ATENÇÃO: ESTA POSTAGEM FOI BASEADA EM DADOS HISTÓRICOS
Ela olhava com uma feição assustadora, via ao seu redor uma
cidade bagunçada e um país sem pátria, presenciando a chegada dos soldados,
sentia por dentro o choque da liberdade com o da repressão, suas pernas não
mexiam, mas seus olhos derramavam aquelas lágrimas que escorriam
angustiosamente e no peito um aperto, que consumia sua vida, era a bala daquele
jovem soldado que agia sem razão tudo por manipulação, acertando seu coração e
matando-a instantaneamente. A jovem Maria estava morta, nas ruas de São Paulo
só por falar o que pensava.
Situações como essas eram normais em 1964, quando o nosso
país passou pela fase mais obscura e assustadora de todos os tempos. A Ditadura
Militar Brasileira marcou a memória de quem sobreviveu a esse período e manchou
de sangue as ruas de muitas cidades.
Para aqueles que não sabem Ditadura Militar é uma forma de
governo, na qual quem prevalece no poder são militares que muitas vezes usam de
violência para estar no domínio e conseguir o que realmente querem. No Brasil a
ditadura aconteceu devido ao medo de a população, ser influenciada pelas ideias
comunistas. Foram nesses impasses de agressões e dominações que viveram os
nossos brasileiros durante 21 anos. A censura, a tortura e a manipulação foram
marcas registradas da Ditadura Militar. Crianças eram punidas por emprestar uma
misera borracha, jornalistas eram proibidos de falar a verdade e os cidadãos
eram manipulados pela Rede Globo de televisão.

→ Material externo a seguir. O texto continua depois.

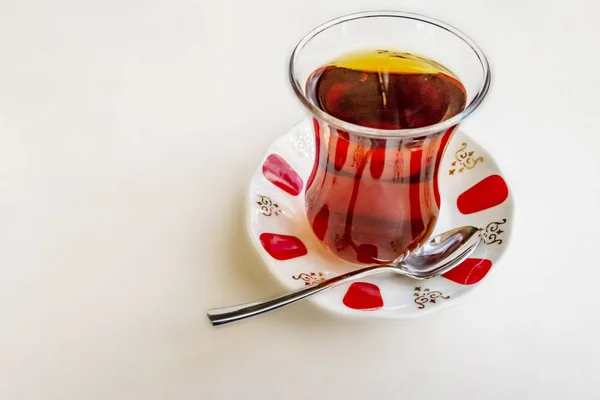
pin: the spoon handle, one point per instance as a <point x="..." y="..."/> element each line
<point x="224" y="315"/>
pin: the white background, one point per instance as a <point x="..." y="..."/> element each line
<point x="128" y="130"/>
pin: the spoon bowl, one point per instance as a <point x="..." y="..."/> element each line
<point x="439" y="255"/>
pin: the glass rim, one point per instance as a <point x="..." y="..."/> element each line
<point x="379" y="133"/>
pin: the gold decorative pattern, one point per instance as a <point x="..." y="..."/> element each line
<point x="492" y="232"/>
<point x="267" y="207"/>
<point x="464" y="160"/>
<point x="304" y="143"/>
<point x="311" y="278"/>
<point x="427" y="296"/>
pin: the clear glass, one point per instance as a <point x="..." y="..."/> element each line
<point x="372" y="196"/>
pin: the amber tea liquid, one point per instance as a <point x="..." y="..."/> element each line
<point x="370" y="200"/>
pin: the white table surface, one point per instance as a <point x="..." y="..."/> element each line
<point x="127" y="132"/>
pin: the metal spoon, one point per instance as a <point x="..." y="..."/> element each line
<point x="439" y="255"/>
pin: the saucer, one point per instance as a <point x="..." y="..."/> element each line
<point x="473" y="192"/>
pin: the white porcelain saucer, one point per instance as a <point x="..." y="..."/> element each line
<point x="473" y="192"/>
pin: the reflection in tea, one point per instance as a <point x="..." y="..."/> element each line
<point x="370" y="200"/>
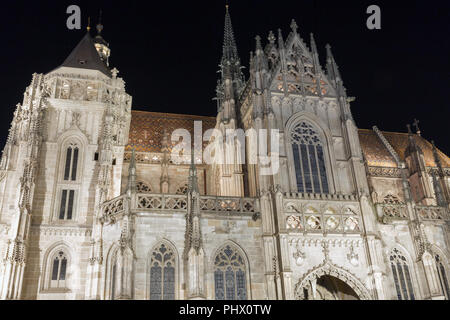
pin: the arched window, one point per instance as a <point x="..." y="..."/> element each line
<point x="402" y="276"/>
<point x="162" y="273"/>
<point x="71" y="165"/>
<point x="309" y="159"/>
<point x="58" y="270"/>
<point x="442" y="277"/>
<point x="230" y="281"/>
<point x="142" y="187"/>
<point x="182" y="189"/>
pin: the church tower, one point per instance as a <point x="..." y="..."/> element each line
<point x="228" y="169"/>
<point x="62" y="160"/>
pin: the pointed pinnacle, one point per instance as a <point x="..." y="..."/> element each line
<point x="313" y="44"/>
<point x="280" y="39"/>
<point x="294" y="26"/>
<point x="271" y="37"/>
<point x="258" y="43"/>
<point x="229" y="43"/>
<point x="329" y="53"/>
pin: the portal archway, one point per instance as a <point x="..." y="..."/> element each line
<point x="328" y="282"/>
<point x="329" y="288"/>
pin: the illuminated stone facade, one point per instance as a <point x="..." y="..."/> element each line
<point x="93" y="207"/>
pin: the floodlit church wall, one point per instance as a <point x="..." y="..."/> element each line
<point x="44" y="240"/>
<point x="150" y="175"/>
<point x="154" y="228"/>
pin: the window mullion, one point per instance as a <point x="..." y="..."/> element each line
<point x="302" y="171"/>
<point x="318" y="169"/>
<point x="310" y="169"/>
<point x="406" y="282"/>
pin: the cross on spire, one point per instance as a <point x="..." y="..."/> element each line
<point x="229" y="43"/>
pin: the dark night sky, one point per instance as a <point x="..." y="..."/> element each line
<point x="168" y="52"/>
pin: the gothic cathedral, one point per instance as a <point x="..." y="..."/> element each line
<point x="92" y="205"/>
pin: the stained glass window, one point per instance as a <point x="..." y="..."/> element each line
<point x="66" y="206"/>
<point x="142" y="187"/>
<point x="309" y="162"/>
<point x="162" y="273"/>
<point x="442" y="277"/>
<point x="71" y="166"/>
<point x="58" y="272"/>
<point x="402" y="277"/>
<point x="230" y="281"/>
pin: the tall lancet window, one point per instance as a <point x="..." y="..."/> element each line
<point x="442" y="277"/>
<point x="309" y="159"/>
<point x="230" y="281"/>
<point x="71" y="164"/>
<point x="162" y="273"/>
<point x="58" y="271"/>
<point x="402" y="276"/>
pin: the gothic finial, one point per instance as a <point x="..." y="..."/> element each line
<point x="329" y="53"/>
<point x="313" y="44"/>
<point x="229" y="43"/>
<point x="409" y="129"/>
<point x="258" y="43"/>
<point x="416" y="125"/>
<point x="193" y="181"/>
<point x="280" y="39"/>
<point x="271" y="37"/>
<point x="99" y="26"/>
<point x="131" y="185"/>
<point x="294" y="26"/>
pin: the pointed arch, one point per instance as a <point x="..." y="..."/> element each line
<point x="57" y="268"/>
<point x="310" y="154"/>
<point x="144" y="187"/>
<point x="442" y="270"/>
<point x="231" y="272"/>
<point x="329" y="269"/>
<point x="110" y="271"/>
<point x="182" y="189"/>
<point x="71" y="159"/>
<point x="402" y="273"/>
<point x="163" y="272"/>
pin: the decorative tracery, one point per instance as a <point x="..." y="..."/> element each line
<point x="71" y="164"/>
<point x="182" y="189"/>
<point x="229" y="275"/>
<point x="442" y="277"/>
<point x="402" y="276"/>
<point x="309" y="159"/>
<point x="142" y="187"/>
<point x="162" y="273"/>
<point x="58" y="271"/>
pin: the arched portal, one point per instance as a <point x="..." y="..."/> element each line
<point x="329" y="288"/>
<point x="330" y="282"/>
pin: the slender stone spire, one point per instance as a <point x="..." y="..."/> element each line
<point x="230" y="62"/>
<point x="229" y="43"/>
<point x="412" y="146"/>
<point x="100" y="44"/>
<point x="437" y="160"/>
<point x="164" y="179"/>
<point x="232" y="80"/>
<point x="193" y="179"/>
<point x="131" y="185"/>
<point x="332" y="67"/>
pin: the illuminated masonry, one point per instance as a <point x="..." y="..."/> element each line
<point x="93" y="207"/>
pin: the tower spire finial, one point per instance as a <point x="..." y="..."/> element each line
<point x="99" y="24"/>
<point x="416" y="125"/>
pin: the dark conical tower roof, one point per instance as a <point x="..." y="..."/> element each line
<point x="85" y="56"/>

Os receios e as angustias que habitavam os corações daquelas
pessoas eram muitas, havia o medo da palavra ilícita e do gesto errado, da
tortura árdua e da manipulação severa, dos soldados sem razão e do ditador sem
coração, do país sem pátria e de uma família sem pai nem mãe, isso tudo porque
a ditadura matava todos e punia tudo que fosse de ideia contraria.
Todos os manifestos culturais eram avaliados, os livros, os
programas de televisão e rádio, as músicas, tudo era visto e revisto para que
pudessem ser publicados, nenhum fio de comunismo e liberdade poderia fugir dos
olhos militares, caso o contrario a população correria o risco de lutar pela
verdade. Jovens músicos como Chico Buarque, Geraldo Vandré e Caetano Veloso
tentaram a todo custo mostrar a veracidade para todos e foram punidos por tal
ato, sofrendo com o exilio físico e ideológico, mas isso não apagou a chama da
liberdade.
As torturas eram muitas, para cada caso uma intensidade
diferente, se não chegassem ao ponto que desejavam, os torturados eram
assassinados e enfim poderiam descansar em paz. O “pau-de-arara”, os choques
elétricos, o “afogamento” e a “cadeira do dragão” eram alguns dos atos
praticados pelos militares, muitas vezes para colher informações, outras para
punir as pessoas, pesquisas relatam que mais de uma centena de modos diferentes
foram usados. Não eram respeitadas nem mulheres, gestantes e crianças, se fosse
preciso todas eram torturadas sem dó nem piedade.
A população era manipulada pela Rede Globo, que segundo
relatos só cresceu pela ajuda do governo. Em 1972 nasceu o Jornal Nacional com
o intuito de manipular a sociedade brasileira, segundo dados históricos seus
jornalista de esquerda eram torturados e assassinados e isso não lhe causava a
mínima comoção, desta forma, concluímos que a Rede Globo foi um meio de
manipulação que cresceu à custa dos militares.
Com toda certeza o Brasil se envergonha desse período, todas
as atrocidades que aconteceram marcam até mesmo quem não estava nascido.
Todo esse percurso de palavras foi feito para levantar
algumas questões. Será que nós jovens seriamos capazes de entrar em uma luta
armada onde nossas armas são nossos pensamentos? Será que teríamos a força para
enfrentar toda a dificuldade de verbalização que os jovens de 1964 sofreram?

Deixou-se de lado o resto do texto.